Hallucinations, neurological curiosities and a passion for understanding
Famed neurologist Oliver Sacks was nice enough to let the TEDBlog into his office for an interview before his talk went up today. He hosted us for over an hour, discussing his new book about vision and the mind and giving details on the visual hallucinations that he’s been experiencing since he lost vision in his right eye. Dr. Sacks proved as interesting as all rumors indicate, with an office full of his hobbies and interests — from his expanding geological collection to an antique crystal radio (made in 1915) and a Wimshurst machine, it was a little oasis for the curious mind.
You’re currently writing a new book on hallucinations …
Well, it’s not just hallucinations, but they’ll be about half the book. The current title is The Mind’s Eye and it’s about vision and visions and visual memory, as inspired in the first place by people coming to see me as patients or writing letters. I get something like 200 letters a day, of which I answer about 30. I can’t answer them all. But, I really feel very privileged because people write to me from all over and tell me interesting things that are going on with them. And, in a strange way, as a neurologist, I think I sometimes get my ideas in this way. You know, in health things are seamless. You would have no idea that color and motion and texture and depth are separately processed in the brain, because what we perceive, finally, is a whole visual world. But I often communicate with people who’ve lost just color perception or lost just stereo vision, which shows how things can go wrong. So yes, the hallucinations fascinate me, but mostly because they show how the brain works in everyday life.

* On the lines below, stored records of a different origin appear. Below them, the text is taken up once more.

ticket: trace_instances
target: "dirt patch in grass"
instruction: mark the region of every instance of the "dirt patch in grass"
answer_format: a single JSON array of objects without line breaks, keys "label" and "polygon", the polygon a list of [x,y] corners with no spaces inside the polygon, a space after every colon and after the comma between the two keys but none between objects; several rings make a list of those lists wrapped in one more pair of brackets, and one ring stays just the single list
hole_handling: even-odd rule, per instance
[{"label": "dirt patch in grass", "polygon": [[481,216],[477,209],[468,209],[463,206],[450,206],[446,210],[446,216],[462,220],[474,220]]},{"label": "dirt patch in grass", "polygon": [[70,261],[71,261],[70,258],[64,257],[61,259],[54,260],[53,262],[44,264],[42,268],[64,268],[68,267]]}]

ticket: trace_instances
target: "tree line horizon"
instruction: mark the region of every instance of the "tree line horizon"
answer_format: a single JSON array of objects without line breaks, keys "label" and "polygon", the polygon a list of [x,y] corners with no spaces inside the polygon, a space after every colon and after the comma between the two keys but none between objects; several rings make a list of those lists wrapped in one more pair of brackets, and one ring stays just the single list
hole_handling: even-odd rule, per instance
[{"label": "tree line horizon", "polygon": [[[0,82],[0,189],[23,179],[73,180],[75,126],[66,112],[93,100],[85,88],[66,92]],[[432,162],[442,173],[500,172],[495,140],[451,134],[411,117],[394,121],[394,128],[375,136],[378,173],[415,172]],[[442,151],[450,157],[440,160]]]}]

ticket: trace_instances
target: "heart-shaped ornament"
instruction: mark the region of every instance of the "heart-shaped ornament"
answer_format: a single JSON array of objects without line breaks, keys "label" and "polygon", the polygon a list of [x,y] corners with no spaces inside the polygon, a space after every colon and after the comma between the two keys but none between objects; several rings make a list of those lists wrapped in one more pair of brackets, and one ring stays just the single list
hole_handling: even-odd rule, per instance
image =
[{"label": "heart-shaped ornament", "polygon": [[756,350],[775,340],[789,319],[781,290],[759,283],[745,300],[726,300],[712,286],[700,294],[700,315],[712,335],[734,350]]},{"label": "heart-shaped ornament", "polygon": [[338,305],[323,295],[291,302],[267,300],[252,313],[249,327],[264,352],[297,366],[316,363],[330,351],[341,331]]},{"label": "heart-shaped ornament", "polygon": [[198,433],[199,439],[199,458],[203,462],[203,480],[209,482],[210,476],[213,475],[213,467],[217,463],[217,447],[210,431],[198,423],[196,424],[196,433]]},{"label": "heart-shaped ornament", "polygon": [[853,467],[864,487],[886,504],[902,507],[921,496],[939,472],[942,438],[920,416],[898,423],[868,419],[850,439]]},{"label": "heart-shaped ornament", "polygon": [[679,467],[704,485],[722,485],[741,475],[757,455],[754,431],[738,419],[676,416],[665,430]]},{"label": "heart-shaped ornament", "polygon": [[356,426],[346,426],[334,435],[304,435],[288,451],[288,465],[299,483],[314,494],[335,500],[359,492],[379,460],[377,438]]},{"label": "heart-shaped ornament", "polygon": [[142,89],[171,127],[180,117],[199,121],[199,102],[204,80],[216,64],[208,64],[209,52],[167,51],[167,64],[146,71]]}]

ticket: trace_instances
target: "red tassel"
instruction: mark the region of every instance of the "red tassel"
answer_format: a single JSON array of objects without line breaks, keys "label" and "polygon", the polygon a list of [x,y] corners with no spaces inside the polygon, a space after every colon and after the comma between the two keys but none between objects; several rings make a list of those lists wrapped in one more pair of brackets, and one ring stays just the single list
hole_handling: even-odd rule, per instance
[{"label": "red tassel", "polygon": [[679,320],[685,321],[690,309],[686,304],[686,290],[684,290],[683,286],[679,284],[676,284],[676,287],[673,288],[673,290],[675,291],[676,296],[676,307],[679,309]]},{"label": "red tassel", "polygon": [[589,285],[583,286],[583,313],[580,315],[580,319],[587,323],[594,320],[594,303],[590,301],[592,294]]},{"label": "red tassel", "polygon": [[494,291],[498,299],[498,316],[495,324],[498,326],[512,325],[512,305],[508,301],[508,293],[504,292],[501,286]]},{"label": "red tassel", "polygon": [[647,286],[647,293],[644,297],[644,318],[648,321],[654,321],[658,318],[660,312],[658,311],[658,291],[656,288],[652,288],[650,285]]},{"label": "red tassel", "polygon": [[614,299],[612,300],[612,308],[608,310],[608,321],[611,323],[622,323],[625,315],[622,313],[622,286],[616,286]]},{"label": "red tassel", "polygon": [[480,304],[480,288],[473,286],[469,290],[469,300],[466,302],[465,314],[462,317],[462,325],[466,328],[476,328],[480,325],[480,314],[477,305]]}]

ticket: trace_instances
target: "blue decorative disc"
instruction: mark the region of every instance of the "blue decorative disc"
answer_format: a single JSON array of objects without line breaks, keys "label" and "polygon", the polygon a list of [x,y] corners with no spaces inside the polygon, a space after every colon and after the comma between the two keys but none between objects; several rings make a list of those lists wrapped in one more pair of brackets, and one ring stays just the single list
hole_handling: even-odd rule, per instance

But also, as a physician, I need to be in a position to reassure people with a particular sort of hallucination that they’re not going mad. They’re not losing their mind. And the word hallucination has bad vibes. It immediately suggests something ominous. It’s sort of a pity we don’t have another word. Although, curiously, I was just reading an 1824 book called The Philosophy of Apparitions and in those days “apparitions” was used, or “phantoms.” They’re both nice words. You talk about phantom limb, you don’t talk about a hallucinatory leg. Somehow, a phantom limb sounds better.